Hyundai Robotics is entering the food technology market in cooperation with the global chicken franchise, KFC.
Hyundai Robotics has signed an agreement outlining “research and co-operation in automated production manufacturing” with KFC at the restaurant chain’s Eungam restaurant in Seoul, South Korea.
Hyundai Robotics’ COO Seo Yoo Seong and KFC Korea’s CEO Eom Ik-soo attended the signing ceremony.
Through this agreement, the two companies have decided to jointly conduct:
- research and development on automated chicken production using collaborative robots; and
- development of process arrangements and cooking equipment to enhance cooking efficiency.
Under this cooperative arrangement, Hyundai Robotics will be in charge of designing efficient cooking processes and standardizing operational procedures, while KFC will provide the manufacturing expertise and sales facilities, as well as develop cooking equipment.

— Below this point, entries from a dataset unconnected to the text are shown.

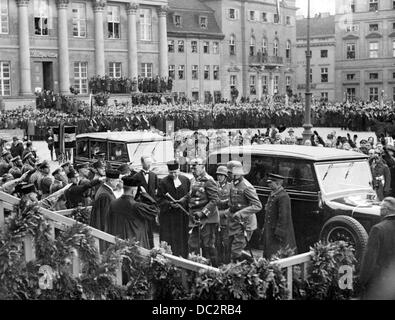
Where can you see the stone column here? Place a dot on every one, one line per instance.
(132, 40)
(259, 92)
(98, 9)
(163, 62)
(24, 48)
(63, 44)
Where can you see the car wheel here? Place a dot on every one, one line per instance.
(345, 228)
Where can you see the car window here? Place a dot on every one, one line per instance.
(82, 148)
(118, 152)
(298, 175)
(98, 147)
(260, 168)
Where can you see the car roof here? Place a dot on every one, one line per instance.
(294, 151)
(125, 136)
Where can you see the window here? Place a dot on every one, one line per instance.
(172, 71)
(180, 45)
(194, 46)
(233, 80)
(259, 170)
(373, 50)
(324, 96)
(252, 46)
(170, 45)
(115, 70)
(216, 72)
(350, 51)
(146, 70)
(5, 79)
(79, 19)
(373, 94)
(206, 47)
(195, 74)
(352, 28)
(252, 85)
(232, 45)
(373, 5)
(203, 22)
(145, 24)
(276, 84)
(253, 15)
(206, 72)
(288, 50)
(4, 16)
(350, 76)
(177, 20)
(181, 72)
(215, 47)
(233, 14)
(113, 22)
(324, 74)
(81, 76)
(41, 17)
(351, 94)
(373, 27)
(264, 46)
(275, 48)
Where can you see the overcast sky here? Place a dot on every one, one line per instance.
(316, 6)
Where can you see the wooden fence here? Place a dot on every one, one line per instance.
(59, 220)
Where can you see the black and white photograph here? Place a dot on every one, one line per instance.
(197, 155)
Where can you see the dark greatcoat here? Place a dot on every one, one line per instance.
(128, 219)
(278, 226)
(174, 222)
(378, 263)
(101, 207)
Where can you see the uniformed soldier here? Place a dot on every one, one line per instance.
(243, 205)
(203, 199)
(223, 205)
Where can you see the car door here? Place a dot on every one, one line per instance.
(301, 184)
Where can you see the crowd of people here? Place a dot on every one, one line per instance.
(122, 116)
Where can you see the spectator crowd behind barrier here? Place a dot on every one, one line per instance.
(352, 116)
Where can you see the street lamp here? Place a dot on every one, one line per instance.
(307, 133)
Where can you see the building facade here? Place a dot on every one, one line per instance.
(258, 55)
(365, 49)
(53, 45)
(194, 47)
(322, 63)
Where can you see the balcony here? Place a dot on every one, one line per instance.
(265, 60)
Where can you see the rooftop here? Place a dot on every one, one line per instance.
(125, 136)
(189, 11)
(319, 26)
(296, 151)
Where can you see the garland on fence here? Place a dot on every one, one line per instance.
(152, 278)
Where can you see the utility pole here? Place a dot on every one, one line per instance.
(307, 133)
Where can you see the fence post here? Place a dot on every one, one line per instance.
(289, 282)
(2, 220)
(28, 245)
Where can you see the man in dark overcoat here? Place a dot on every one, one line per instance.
(103, 197)
(377, 273)
(173, 221)
(278, 230)
(130, 219)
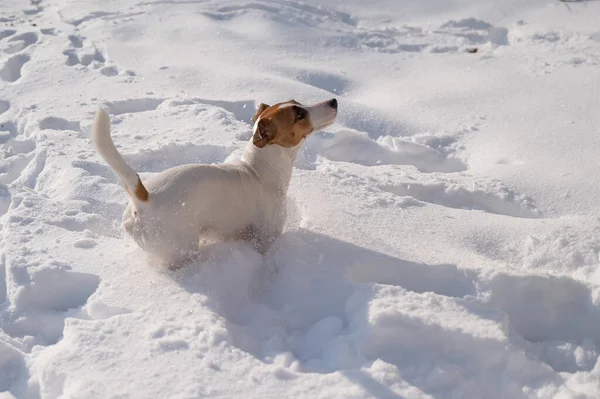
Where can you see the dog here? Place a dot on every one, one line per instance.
(169, 214)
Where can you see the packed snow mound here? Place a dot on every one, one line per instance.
(443, 236)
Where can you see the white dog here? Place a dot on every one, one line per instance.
(169, 214)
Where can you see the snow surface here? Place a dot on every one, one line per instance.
(443, 236)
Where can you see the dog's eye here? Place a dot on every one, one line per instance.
(300, 113)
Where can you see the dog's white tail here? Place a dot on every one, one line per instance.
(106, 148)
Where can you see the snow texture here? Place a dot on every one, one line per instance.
(443, 235)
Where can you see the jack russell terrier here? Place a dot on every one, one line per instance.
(246, 199)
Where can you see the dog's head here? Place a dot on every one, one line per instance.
(288, 123)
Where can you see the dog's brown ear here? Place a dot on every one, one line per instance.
(261, 109)
(264, 133)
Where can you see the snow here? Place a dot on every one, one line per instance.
(443, 236)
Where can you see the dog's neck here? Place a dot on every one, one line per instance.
(273, 164)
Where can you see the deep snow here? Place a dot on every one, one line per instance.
(443, 236)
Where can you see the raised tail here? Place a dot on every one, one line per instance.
(107, 150)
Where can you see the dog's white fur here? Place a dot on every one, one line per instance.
(245, 199)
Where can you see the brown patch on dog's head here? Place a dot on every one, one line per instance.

In particular, Hyundai Robotics plans to use vision sensing – camera angle data analysis – technology to automate the process of sorting chicken products, and gradually expand the application of related technologies to the manufacturing process, such as inserting mobile robots that can move freely, instead of collaborative robots, into narrow spaces.

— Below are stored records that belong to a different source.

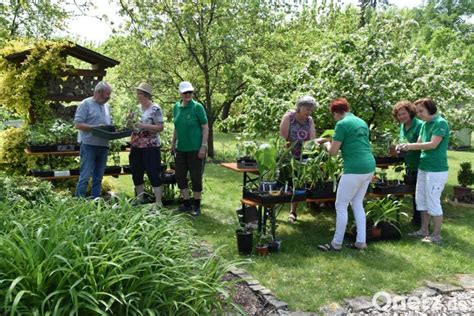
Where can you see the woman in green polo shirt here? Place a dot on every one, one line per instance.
(190, 145)
(405, 112)
(433, 169)
(351, 135)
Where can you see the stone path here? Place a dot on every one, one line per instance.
(433, 298)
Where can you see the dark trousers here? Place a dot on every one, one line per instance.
(189, 162)
(145, 159)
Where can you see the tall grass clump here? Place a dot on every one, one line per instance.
(87, 258)
(25, 190)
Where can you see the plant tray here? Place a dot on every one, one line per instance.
(323, 191)
(265, 198)
(42, 173)
(246, 163)
(394, 189)
(113, 170)
(109, 132)
(67, 147)
(388, 160)
(41, 148)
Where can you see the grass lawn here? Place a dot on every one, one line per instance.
(306, 278)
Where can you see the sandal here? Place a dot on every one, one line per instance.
(418, 233)
(432, 239)
(292, 218)
(354, 246)
(328, 247)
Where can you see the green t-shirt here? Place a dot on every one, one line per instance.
(187, 124)
(353, 133)
(435, 160)
(412, 158)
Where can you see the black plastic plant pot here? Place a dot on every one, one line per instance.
(322, 191)
(274, 245)
(244, 241)
(246, 163)
(42, 173)
(127, 169)
(168, 178)
(113, 170)
(409, 179)
(41, 148)
(163, 167)
(268, 186)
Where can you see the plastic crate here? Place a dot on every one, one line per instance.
(109, 132)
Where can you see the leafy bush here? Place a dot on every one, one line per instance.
(25, 190)
(95, 258)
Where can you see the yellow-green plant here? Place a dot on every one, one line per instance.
(23, 88)
(13, 158)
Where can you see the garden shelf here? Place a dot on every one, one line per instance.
(394, 189)
(265, 197)
(323, 191)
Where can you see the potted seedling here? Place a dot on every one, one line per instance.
(465, 179)
(262, 245)
(244, 237)
(383, 218)
(246, 154)
(270, 158)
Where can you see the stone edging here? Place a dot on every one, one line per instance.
(261, 291)
(456, 203)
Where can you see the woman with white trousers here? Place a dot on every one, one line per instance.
(351, 136)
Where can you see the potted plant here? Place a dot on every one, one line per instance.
(270, 158)
(244, 237)
(246, 154)
(262, 245)
(383, 218)
(465, 179)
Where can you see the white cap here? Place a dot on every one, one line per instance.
(185, 87)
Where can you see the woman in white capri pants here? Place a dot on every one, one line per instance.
(352, 137)
(432, 170)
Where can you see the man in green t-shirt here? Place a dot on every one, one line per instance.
(432, 170)
(190, 145)
(405, 112)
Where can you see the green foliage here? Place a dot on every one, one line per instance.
(28, 99)
(13, 159)
(52, 132)
(387, 209)
(465, 174)
(25, 191)
(104, 258)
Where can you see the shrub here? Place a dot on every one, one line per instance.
(25, 190)
(95, 258)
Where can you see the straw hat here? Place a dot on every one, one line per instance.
(146, 88)
(185, 87)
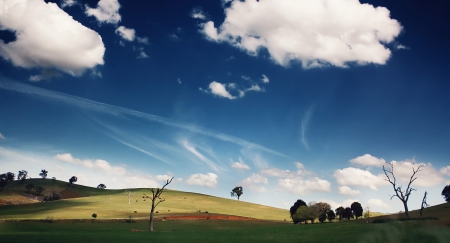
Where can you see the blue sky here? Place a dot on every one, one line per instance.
(289, 99)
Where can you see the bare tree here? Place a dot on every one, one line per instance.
(129, 195)
(424, 203)
(156, 199)
(403, 195)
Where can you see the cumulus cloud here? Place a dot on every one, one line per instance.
(49, 38)
(356, 177)
(209, 180)
(97, 164)
(379, 203)
(315, 33)
(197, 13)
(345, 190)
(368, 160)
(445, 170)
(107, 11)
(126, 33)
(252, 183)
(68, 3)
(240, 166)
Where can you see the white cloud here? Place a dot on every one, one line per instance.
(107, 11)
(302, 187)
(345, 190)
(356, 177)
(126, 33)
(220, 90)
(68, 3)
(49, 38)
(265, 79)
(97, 164)
(209, 180)
(315, 33)
(143, 40)
(368, 160)
(379, 203)
(240, 166)
(445, 170)
(251, 183)
(197, 13)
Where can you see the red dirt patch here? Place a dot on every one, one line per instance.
(205, 216)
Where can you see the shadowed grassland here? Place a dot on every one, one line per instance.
(221, 231)
(109, 204)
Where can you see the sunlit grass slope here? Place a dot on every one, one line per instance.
(114, 203)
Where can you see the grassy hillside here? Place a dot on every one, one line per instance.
(81, 202)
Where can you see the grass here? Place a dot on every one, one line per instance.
(220, 231)
(109, 204)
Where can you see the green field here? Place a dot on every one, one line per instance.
(69, 220)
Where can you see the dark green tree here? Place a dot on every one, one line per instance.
(357, 209)
(72, 180)
(446, 193)
(340, 212)
(294, 208)
(331, 215)
(43, 174)
(237, 192)
(348, 213)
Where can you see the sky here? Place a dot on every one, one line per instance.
(290, 99)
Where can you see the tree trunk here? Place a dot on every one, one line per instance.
(405, 204)
(150, 227)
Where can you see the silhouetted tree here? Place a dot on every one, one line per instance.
(331, 215)
(101, 186)
(340, 212)
(22, 175)
(294, 208)
(29, 186)
(446, 193)
(72, 180)
(3, 183)
(347, 213)
(156, 199)
(237, 192)
(402, 195)
(424, 203)
(357, 209)
(43, 174)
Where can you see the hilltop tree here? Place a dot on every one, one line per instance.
(72, 180)
(156, 199)
(331, 215)
(399, 193)
(22, 175)
(340, 212)
(237, 192)
(294, 209)
(43, 174)
(347, 213)
(446, 193)
(357, 209)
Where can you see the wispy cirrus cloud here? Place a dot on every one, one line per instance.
(93, 106)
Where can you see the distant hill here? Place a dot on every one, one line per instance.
(80, 202)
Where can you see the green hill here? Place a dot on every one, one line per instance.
(80, 202)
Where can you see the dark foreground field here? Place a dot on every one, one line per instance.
(222, 231)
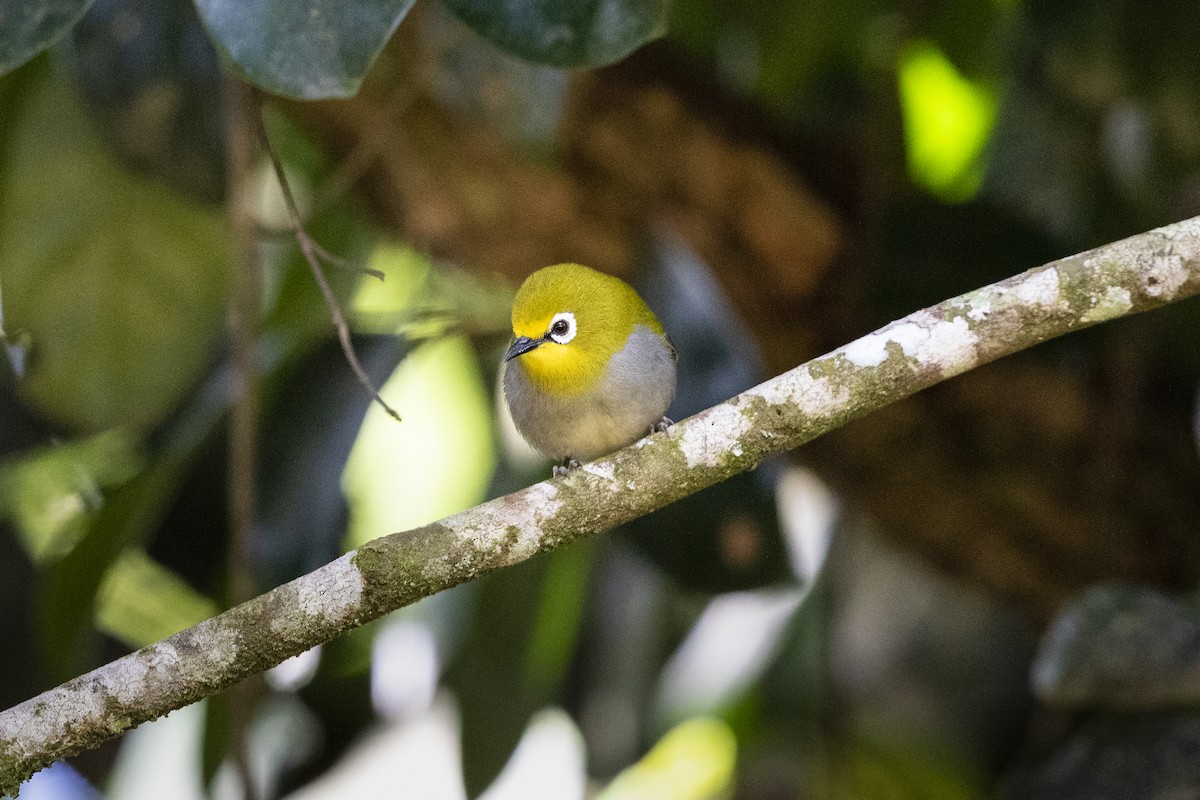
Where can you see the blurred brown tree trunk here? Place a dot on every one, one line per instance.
(1023, 477)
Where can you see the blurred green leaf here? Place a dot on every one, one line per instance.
(309, 50)
(52, 493)
(29, 26)
(515, 657)
(141, 601)
(151, 79)
(118, 281)
(948, 120)
(567, 32)
(67, 591)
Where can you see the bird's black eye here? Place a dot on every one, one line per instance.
(562, 328)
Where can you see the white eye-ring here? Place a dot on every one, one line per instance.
(562, 328)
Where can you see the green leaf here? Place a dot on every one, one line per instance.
(29, 26)
(565, 32)
(313, 49)
(118, 282)
(141, 601)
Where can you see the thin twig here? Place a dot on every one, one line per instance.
(244, 313)
(312, 252)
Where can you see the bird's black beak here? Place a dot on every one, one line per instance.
(521, 346)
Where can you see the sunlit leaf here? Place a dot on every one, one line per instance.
(312, 49)
(565, 32)
(948, 119)
(433, 463)
(141, 601)
(29, 26)
(694, 761)
(118, 281)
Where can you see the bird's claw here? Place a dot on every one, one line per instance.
(565, 467)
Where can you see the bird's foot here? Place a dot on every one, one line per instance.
(661, 425)
(567, 465)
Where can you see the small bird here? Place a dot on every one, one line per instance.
(591, 368)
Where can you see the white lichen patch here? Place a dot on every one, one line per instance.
(979, 304)
(1041, 288)
(603, 469)
(951, 347)
(487, 527)
(334, 591)
(871, 350)
(1115, 302)
(811, 395)
(948, 344)
(708, 437)
(1163, 276)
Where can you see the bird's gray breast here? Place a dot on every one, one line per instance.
(631, 396)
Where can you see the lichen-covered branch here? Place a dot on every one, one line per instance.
(903, 358)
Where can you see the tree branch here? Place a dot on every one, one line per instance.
(900, 359)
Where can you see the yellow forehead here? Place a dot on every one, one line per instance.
(599, 301)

Through the agreement, the companies expect to place collaborative robots in the chicken production process where risk is high and tasks are repetitive, and thereby enhance its stability and efficiency.
Moreover, by adopting robotics into the cooking process, orders can be processed faster and more accurately, which is expected to increase customer satisfaction as well.
Hyundai Robotics has used its experience in smart factories, where robots manufacture other robots, to expand its operations into the “food-tech market”.
Food-tech is the application of cutting-edge technology into the food industry, and it has been receiving more and more attention since the onset of Covid-19.
According to the global market research firm, Research and Markets, the worldwide food-tech market is expected to grow at an average annual rate of 5.8 percent and reach a scale of around $250 billion by 2022.
Seo Yoo Seong, Hyundai Robotics COO, says: “Covid-19 has brought us this new opportunity called ‘food-tech’ due to the shifting of consumption patterns.
“We will use this cooperation to develop and apply robotics technology and expand into new industries.”
Hyundai Robotics, spun off from Hyundai Heavy Industries Holdings last May and launched as an independent corporation, is Korea’s top industrial robotics company.
The company continues to develop its competitiveness in future technologies, such as artificial intelligence and ICT, through business cooperation, such as the successful attraction of a 50-billion-KRW investment from KT last June.